GithubHelp home page GithubHelp logo

epla's Introduction

Development and interpretation of a pathomics-based model for the prediction of microsatellite instability in Colorectal Cancer

This package provides an implementation of the prediction of microsatellite instability in whole slide imaging of Colorectal Cancer patients using deep learning

Citation

Cao R, Yang F, Ma SC, Liu L, Zhao Y, Li Y, Wu DH, Wang T, Lu WJ, Cai WJ, Zhu HB, Guo XJ, Lu YW, Kuang JJ, Huan WJ, Tang WM, Huang K, Huang J, Yao J, Dong ZY. Development and interpretation of a pathomics-based model for the prediction of microsatellite instability in Colorectal Cancer. Theranostics 2020; 10(24):11080-11091. doi:10.7150/thno.49864. Available from http://www.thno.org/v10p11080.htm

Setup

Dependencies

Processing pipelines are implemented in python.

Python 3.6+

  • torch 1.1.0
  • torchvision 0.2.1
  • numpy 1.15.2
  • pandas 1.0.3
  • xgboost 0.90
  • pillow 5.3.0
  • scikit-learn 0.23.1
  • logging 0.5.1.2
  • joblib 0.15.1
  • pickle 4.0

Requirements to run the algorithm and average test time

  • 0.5118 s/patient using Nvidia GPUs (P40)
  • 20.9291 s/patient using regular CPU machines

Data

Data are in png format, and the patient info table is in csv format. Results will be saved in csv format.

Input patient info table format

A csv file in the following formate is needed for prediction:

patient_ID
TCGA-AA-3812-01
TCGA-AA-A00E-01
TCGA-AA-A01Q-01
TCGA-AA-A02R-01

If you use other kind of names, please change related codes. There are also some cropped patches in the folder to help you go through the whole process.

Model checkpoints

All models and feature matrix needed for processing the interpretation is stored in this fold.

  • dnnPatchClser.pt
  • bow.model
  • palhi.model
  • bow_feature.pkl
  • bow_tfidftransformer.pkl

Calculate the MSI likelihood of each patch (Step 1)

Prediction on the patch level code will make prediction on each patch. To run the code:

python dnn_patch_clser.py --model_folder=./models --test_data_search_path=./data --gt_table=./gt_tbl.csv --model_name=dnnPatchClser.pt --result_folder=./results

The model_folder is the folder that stores the model.
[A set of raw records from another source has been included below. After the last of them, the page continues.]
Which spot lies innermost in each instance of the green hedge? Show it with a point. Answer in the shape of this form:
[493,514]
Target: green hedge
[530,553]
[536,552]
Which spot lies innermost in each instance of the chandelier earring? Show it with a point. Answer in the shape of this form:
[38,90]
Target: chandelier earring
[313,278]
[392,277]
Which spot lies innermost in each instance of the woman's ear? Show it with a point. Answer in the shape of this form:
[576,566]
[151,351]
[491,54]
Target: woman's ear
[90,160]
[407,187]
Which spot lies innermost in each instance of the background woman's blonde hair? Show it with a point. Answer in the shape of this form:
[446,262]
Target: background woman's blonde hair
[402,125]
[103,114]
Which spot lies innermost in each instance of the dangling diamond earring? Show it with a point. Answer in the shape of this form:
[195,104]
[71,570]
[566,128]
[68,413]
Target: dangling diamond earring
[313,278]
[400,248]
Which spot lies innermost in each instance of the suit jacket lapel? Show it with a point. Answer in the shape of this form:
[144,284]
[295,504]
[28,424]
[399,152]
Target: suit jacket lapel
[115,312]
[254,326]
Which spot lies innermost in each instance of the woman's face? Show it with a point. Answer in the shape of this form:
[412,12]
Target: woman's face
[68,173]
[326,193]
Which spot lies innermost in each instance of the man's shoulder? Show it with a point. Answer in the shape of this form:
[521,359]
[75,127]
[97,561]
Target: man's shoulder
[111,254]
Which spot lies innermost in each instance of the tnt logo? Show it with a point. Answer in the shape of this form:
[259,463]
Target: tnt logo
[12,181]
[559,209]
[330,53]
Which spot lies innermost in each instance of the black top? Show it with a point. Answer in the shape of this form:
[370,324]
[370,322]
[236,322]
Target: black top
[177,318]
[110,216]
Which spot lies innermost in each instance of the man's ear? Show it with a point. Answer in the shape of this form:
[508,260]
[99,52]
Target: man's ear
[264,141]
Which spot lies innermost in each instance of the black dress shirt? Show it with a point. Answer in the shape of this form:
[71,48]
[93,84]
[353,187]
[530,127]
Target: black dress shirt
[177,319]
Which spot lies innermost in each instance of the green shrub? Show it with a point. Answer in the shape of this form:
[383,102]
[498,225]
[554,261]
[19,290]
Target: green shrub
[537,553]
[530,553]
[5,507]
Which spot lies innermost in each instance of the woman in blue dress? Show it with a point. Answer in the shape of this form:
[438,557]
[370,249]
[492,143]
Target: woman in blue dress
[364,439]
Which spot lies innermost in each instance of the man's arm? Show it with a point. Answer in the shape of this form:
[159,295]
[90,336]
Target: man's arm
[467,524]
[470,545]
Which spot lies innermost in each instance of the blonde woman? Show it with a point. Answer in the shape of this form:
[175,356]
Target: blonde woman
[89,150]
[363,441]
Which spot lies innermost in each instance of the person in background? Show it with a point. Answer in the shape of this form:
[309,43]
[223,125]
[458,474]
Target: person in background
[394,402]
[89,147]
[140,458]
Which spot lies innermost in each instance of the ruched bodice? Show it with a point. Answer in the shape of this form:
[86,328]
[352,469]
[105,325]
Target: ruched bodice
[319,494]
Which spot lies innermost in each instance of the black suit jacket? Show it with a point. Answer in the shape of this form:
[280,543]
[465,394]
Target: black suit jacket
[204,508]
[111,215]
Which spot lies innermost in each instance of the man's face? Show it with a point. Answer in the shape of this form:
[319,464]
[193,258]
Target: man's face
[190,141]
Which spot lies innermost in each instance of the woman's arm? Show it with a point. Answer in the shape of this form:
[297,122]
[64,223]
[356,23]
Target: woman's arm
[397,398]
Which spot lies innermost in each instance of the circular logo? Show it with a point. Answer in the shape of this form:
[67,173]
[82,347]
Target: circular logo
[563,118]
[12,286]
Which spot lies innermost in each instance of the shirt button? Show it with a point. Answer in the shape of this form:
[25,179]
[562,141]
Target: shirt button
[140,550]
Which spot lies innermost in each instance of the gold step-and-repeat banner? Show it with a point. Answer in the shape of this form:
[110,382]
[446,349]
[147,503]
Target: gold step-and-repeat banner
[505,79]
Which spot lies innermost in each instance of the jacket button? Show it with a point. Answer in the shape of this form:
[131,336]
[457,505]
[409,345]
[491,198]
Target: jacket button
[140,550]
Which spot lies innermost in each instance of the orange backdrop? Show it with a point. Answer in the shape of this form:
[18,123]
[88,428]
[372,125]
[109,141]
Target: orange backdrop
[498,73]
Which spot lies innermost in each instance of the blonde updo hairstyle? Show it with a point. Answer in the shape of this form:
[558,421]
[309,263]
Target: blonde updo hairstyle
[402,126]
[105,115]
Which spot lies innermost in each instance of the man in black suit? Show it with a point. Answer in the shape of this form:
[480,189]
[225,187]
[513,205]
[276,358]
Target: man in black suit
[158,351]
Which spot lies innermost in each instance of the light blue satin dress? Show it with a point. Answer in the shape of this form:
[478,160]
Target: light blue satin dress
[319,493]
The result_folder is the folder that stores the results.

The test_data_search_path is the folder path that stores image data.

The gt_table is the path of patient info table and the format is shown above.

The model_name should be the checkpoint of the patch-level model.

A file named "pred.csv" will be saved containing the patch-level prediction results in result_folder. Use this file as the input of next step.

Prediction on the patient level (Step 2)

This prediction code will predict MSI probability for each patient.

PALHI (Step 2.1)

python palhi.py --model_folder=./models --llh_file=./results/pred.csv --log_file=PALHI.log --model_file=palhi.pickle.dat --result_folder=./results

The precess will be logged in log_file. The model needed is provided in this github and should be stored in the model_folder. A file named "PALHI_wsi_pred.csv" will be saved containing the patch-level prediction results in result_folder. Use this file as the input of Step3.

bow (Step 2.2)

python bow.py --model_folder=./models --llh_file=./results/pred.csv --log_file=bow.log --feature_file=bow_feature.pkl --tfidftransformer_file=bow_tfidftransformer.pkl --model_file=bow.pickle.dat --result_folder=./results

The precess will be logged in 'log_file'. The model needed is provided in this github and should be stored in the "model_folder". A file named "BOW_wsi_pred.csv" will be saved containing the patch-level prediction results. Use this file as the input of Step3.

Ensemble (Step 3)

python ensemble.py --PALHI_tbl=./results/PALHI_wsi_pred.csv --BOW_tbl=./results/BOW_wsi_pred.csv --result_folder=./results

The input "PALHI_tbl" and "BOW_tbl" is generated in Step1 and Step2. A file named "EPLA_output.csv" is generated as the final output saved in result_folder.

5 values are generated:

Value Explaination
Sample.ID The input patient ID
WSI.Score_x MSI probability from PALHI
WSI.pred_x MSI status from bow
WSI.Score_y MSI probability from bow
WSI.pred_y MSI status from bow
WSI.Score EPLA final MSI probability
WSI.pred EPLA final MSI status

The threshold is 0.5 by default and can be reset using optimal threshold.

Disclaimer

This tool is for research purpose and not approved for clinical use.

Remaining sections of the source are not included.